Ed - August 31, 2016

On this day in London in 1888, the notorious serial killer ‘Jack the Ripper’ murders his first victim. His first victim was a prostitute, by the name of Mary Ann Nichols, she is found murdered and mutilated in Whitechapel’s Buck’s Row, in the East End of London. This area was the poorest in London and was a vast crime ridden slum. The area was to see four more victims of the murderer during the next few months. The area and the entire city of London was terrified by the attacks. The notion of a serial killer was not known and the idea that a person could kill others in such a brutal way. Jack the Ripper was arguably the first killer to be regarded as a serial killer.

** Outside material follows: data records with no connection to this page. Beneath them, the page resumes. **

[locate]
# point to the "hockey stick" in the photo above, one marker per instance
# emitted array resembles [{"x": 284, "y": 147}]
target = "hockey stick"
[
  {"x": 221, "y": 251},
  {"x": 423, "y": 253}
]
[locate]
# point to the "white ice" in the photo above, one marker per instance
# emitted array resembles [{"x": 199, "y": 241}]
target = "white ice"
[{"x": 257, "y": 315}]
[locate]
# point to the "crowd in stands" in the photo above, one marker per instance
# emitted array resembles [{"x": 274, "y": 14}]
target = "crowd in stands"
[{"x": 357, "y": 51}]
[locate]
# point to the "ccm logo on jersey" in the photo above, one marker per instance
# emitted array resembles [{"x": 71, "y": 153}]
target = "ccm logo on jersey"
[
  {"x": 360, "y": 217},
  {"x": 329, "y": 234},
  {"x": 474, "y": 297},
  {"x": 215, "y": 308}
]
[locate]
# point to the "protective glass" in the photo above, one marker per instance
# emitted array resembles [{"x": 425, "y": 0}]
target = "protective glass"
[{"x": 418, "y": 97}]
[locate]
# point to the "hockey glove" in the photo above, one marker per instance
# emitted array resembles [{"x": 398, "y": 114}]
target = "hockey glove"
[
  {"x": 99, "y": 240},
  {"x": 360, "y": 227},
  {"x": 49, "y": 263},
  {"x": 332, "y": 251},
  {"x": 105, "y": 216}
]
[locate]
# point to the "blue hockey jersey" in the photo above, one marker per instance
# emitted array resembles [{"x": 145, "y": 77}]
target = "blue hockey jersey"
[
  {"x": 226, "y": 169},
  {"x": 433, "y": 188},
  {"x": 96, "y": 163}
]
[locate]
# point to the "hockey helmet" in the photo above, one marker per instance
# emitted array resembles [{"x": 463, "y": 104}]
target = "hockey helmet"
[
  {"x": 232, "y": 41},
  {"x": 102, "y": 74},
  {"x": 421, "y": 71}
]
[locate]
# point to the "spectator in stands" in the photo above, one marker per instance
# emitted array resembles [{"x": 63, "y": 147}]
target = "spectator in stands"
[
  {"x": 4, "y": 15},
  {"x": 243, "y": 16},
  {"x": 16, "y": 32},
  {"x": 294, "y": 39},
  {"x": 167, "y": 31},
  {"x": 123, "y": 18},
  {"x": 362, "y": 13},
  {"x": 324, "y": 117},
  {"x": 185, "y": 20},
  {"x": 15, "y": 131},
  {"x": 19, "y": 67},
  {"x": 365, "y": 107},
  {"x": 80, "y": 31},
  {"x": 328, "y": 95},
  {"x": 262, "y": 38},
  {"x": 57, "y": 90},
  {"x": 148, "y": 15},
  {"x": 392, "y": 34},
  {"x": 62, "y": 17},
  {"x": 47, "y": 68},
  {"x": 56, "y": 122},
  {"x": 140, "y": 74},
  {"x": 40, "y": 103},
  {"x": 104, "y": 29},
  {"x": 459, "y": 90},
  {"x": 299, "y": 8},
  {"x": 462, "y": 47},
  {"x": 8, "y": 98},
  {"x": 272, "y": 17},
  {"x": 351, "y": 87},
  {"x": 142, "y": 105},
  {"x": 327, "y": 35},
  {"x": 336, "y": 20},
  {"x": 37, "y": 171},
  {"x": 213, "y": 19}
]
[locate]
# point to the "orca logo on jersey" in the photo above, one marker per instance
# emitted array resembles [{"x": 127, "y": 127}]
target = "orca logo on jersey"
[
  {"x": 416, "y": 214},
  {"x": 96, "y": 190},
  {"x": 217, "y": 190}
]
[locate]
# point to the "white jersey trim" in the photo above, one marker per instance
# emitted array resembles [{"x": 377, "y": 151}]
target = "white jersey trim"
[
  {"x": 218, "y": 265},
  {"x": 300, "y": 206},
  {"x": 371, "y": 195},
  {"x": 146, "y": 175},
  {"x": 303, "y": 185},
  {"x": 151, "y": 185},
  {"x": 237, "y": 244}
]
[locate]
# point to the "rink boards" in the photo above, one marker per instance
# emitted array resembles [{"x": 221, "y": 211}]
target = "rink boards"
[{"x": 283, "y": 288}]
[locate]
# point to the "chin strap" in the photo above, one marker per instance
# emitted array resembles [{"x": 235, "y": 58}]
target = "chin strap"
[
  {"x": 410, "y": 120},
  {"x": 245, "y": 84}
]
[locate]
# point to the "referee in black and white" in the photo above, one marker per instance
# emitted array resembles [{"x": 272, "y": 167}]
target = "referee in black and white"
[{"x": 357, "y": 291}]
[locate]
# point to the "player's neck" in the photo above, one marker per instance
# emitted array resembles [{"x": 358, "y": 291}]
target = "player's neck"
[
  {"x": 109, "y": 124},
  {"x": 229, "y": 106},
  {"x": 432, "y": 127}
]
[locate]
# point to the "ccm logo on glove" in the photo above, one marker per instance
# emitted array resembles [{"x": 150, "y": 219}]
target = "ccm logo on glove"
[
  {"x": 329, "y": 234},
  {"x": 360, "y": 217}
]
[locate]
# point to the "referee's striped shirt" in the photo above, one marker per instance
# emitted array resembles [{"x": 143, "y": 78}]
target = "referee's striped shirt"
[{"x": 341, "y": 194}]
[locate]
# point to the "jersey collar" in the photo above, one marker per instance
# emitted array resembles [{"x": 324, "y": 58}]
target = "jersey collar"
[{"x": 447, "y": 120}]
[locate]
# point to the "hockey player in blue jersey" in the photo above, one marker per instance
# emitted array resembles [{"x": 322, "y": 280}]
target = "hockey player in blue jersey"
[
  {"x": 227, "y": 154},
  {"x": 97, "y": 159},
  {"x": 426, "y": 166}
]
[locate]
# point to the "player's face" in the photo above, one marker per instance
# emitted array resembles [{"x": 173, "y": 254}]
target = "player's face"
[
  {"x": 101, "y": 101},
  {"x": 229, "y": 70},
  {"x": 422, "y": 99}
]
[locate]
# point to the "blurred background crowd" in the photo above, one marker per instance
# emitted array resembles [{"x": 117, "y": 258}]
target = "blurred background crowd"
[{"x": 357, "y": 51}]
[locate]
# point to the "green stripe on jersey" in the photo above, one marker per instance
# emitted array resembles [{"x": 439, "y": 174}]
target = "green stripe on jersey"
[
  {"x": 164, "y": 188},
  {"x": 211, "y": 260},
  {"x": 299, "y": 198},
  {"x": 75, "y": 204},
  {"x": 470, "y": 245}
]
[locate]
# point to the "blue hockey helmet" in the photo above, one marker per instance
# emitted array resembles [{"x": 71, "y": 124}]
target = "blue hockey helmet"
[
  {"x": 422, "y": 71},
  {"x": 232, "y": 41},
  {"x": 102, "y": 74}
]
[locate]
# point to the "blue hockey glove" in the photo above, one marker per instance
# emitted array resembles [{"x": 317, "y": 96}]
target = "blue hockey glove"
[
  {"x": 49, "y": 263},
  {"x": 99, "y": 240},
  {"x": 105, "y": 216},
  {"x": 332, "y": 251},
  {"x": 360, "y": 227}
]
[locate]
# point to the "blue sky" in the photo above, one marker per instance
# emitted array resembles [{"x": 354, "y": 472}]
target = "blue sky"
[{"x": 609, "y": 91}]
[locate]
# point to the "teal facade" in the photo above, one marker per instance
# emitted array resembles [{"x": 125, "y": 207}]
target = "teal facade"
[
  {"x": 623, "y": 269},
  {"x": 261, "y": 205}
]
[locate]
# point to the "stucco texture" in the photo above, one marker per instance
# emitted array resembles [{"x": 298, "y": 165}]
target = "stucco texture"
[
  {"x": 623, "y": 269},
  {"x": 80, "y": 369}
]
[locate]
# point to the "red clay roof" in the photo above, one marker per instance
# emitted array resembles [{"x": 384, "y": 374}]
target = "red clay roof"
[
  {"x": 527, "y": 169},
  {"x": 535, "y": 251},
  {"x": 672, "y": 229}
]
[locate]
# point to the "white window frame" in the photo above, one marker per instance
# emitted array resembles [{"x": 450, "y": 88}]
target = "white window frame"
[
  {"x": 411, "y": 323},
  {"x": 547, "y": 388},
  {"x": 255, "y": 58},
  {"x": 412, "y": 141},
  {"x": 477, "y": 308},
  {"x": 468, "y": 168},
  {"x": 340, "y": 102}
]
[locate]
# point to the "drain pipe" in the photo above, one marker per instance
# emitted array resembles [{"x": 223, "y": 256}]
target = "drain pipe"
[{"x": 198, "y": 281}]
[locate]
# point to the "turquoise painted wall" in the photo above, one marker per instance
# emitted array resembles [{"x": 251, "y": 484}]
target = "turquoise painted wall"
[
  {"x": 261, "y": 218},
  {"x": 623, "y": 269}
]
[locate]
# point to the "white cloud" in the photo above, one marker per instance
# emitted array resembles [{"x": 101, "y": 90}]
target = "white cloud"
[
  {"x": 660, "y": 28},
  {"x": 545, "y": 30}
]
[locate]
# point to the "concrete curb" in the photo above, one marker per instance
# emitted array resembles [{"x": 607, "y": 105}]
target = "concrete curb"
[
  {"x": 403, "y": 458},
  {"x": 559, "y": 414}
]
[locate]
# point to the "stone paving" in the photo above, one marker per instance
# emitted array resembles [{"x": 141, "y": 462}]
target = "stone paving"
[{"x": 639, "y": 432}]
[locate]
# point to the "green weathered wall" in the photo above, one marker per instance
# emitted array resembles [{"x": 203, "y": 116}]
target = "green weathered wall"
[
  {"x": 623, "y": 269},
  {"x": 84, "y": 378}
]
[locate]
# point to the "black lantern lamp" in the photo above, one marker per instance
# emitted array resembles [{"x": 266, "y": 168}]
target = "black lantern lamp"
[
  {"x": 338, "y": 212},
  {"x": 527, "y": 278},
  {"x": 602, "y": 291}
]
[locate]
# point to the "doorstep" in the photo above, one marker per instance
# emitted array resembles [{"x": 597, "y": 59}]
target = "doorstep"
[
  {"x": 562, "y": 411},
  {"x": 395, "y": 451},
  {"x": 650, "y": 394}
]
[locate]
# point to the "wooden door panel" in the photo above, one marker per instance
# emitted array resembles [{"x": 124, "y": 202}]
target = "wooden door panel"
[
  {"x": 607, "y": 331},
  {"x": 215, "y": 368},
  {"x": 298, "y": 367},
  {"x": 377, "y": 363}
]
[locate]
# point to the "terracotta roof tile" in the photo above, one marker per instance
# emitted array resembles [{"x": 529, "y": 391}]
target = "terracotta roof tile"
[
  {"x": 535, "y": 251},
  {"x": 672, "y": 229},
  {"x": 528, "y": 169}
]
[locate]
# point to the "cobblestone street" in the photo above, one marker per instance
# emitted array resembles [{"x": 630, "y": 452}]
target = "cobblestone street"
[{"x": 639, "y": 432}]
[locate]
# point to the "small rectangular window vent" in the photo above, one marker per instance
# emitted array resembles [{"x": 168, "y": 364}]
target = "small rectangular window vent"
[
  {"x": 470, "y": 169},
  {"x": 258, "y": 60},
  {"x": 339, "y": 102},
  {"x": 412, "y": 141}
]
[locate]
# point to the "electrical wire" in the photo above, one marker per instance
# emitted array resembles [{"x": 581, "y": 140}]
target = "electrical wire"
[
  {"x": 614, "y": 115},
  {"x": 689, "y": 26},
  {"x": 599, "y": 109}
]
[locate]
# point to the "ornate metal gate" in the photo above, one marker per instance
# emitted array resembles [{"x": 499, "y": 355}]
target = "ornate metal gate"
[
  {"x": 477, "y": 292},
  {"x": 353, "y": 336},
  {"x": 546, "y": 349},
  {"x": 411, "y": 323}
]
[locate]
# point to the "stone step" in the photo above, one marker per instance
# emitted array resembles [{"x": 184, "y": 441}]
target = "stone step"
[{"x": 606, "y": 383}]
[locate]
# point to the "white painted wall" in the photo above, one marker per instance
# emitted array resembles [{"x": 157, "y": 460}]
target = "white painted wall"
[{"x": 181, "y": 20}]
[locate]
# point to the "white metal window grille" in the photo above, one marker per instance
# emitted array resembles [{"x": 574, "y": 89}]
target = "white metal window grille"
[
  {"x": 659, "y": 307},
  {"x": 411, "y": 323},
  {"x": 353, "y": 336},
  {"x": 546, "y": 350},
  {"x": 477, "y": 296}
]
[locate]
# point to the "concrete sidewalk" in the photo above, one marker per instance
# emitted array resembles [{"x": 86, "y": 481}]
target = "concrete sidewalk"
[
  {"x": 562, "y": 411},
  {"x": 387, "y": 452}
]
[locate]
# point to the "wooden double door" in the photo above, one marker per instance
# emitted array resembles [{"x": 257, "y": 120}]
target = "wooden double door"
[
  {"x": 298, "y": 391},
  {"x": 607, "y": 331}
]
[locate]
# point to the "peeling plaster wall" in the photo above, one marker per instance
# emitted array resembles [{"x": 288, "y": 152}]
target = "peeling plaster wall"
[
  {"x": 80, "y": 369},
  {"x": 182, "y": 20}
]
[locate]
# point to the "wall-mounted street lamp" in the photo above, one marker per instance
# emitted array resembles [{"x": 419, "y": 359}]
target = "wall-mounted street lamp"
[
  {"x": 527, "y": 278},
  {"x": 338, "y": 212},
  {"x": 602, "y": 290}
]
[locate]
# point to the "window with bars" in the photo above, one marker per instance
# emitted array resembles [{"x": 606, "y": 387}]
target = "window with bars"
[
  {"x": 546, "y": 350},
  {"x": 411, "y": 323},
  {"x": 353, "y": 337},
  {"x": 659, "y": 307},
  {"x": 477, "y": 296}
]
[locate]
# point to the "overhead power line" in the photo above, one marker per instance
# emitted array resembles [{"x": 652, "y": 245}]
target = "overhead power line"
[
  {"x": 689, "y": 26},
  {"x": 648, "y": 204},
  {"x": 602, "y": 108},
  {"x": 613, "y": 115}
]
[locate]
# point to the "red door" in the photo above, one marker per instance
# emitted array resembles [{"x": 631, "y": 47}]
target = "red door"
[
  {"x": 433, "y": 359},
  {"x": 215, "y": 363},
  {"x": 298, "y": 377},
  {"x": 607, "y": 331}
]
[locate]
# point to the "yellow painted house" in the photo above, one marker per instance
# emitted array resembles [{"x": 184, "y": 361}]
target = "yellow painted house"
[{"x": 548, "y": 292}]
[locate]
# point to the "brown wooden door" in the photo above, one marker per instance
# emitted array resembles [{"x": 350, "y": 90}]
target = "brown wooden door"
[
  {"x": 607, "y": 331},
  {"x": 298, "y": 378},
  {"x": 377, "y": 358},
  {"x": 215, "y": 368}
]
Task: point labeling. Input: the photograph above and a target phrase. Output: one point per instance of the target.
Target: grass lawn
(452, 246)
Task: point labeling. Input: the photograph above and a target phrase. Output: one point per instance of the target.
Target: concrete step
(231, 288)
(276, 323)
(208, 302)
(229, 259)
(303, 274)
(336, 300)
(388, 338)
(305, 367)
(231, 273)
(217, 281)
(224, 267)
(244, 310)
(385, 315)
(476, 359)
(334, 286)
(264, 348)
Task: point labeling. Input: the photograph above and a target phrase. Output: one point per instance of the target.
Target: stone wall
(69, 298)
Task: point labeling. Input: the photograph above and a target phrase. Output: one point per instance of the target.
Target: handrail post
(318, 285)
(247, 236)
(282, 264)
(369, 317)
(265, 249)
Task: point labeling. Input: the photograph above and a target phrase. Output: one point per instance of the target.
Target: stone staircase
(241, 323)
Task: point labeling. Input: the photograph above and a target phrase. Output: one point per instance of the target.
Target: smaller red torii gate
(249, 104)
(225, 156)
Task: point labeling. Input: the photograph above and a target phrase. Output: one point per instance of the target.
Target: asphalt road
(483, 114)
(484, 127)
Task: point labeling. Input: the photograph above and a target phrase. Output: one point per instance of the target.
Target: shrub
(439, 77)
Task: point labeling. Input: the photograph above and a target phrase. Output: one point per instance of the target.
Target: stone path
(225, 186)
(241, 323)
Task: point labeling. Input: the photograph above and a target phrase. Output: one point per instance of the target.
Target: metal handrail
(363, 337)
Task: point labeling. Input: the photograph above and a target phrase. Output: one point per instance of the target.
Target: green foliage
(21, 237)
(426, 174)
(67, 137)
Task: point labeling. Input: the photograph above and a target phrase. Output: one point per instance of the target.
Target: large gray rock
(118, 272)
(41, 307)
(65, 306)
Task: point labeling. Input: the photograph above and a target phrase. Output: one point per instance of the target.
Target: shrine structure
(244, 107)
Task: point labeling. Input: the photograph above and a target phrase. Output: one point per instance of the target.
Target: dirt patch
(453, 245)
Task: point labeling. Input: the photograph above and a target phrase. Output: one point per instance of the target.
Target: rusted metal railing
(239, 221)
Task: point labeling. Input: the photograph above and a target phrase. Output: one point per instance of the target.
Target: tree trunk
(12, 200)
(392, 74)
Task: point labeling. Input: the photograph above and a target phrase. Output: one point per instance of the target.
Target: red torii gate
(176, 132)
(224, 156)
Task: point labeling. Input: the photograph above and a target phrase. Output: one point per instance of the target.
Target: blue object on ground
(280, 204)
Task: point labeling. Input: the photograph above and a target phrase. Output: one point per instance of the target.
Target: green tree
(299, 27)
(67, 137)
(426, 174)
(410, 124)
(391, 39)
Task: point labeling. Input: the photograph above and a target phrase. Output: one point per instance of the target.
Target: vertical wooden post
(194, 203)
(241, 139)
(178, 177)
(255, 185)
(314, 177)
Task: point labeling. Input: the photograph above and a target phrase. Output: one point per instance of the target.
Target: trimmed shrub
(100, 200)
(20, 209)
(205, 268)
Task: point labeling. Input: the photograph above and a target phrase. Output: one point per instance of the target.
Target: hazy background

This Day In History: Jack The Ripper Kills His First Victim
The modern street where Mary Ann Kelly was murdered (1888)

The East End of London was associated with prostitution. It has been estimated that there were at least 1000 prostitutes in the area. They were usually poor and many were new to the city. They were forced to sell their bodies because of poverty. They were a very vulnerable group and they were easy prey for the serial killer.

A serial killer began targeting the women in the summer and autumn of 1888. A few weeks after the killing of Mary Ann Nichols he attacked and killed his second victim, Annie Chapman. Then on September the 30th two more prostitutes, Liz Stride and Kate Eddowes were murdered in a most brutal fashion. Their bodies had been mutilated. Accounts of these deaths were widely reported in the newspapers and they shocked Victorian England and the wider world.

By this time, the police have established the pattern for the killer. The murderer offered to pay the women for sex and he would take his victim to a quiet and dark place. Then he would produce a knife and slit their throats. As they bled to death the killer would slash and stab them in a frenzied attack.

London’s police, lacked modern forensic techniques such as fingerprinting and blood tests, and had no strong leads. They arrested and interrogated many men, especially those who were known to frequent prostitutes.

Many letters were sent to the police in relation to the killings. One of them caught the attention of the public when it was reported. Two letters written by the same person, in very bad English, were both signed Jack the Ripper.

These letters signed “Jack the Ripper,” gave rise to the serial killer’s name. Some have argued that without the name that the killings would not be remembered now.

On November the 7th, after a month of silence, Jack the Ripper killed his last victim. She was an Irish immigrant, by the name of Mary Kelly, an occasional prostitute, and an unemployed domestic servant. Of all his victims’ corpses, Kelly’s was the most hideously mutilated. She was unrecognizable after the attack and she had been practically disemboweled. In 1892, the Ripper case file was closed as the killings had apparently ended and no new leads had been found. There has been much speculation about the identity of the killer, it has intrigued the public ever since. Countless books have been written claiming to reveal the identity of the most famous serial killer of all time.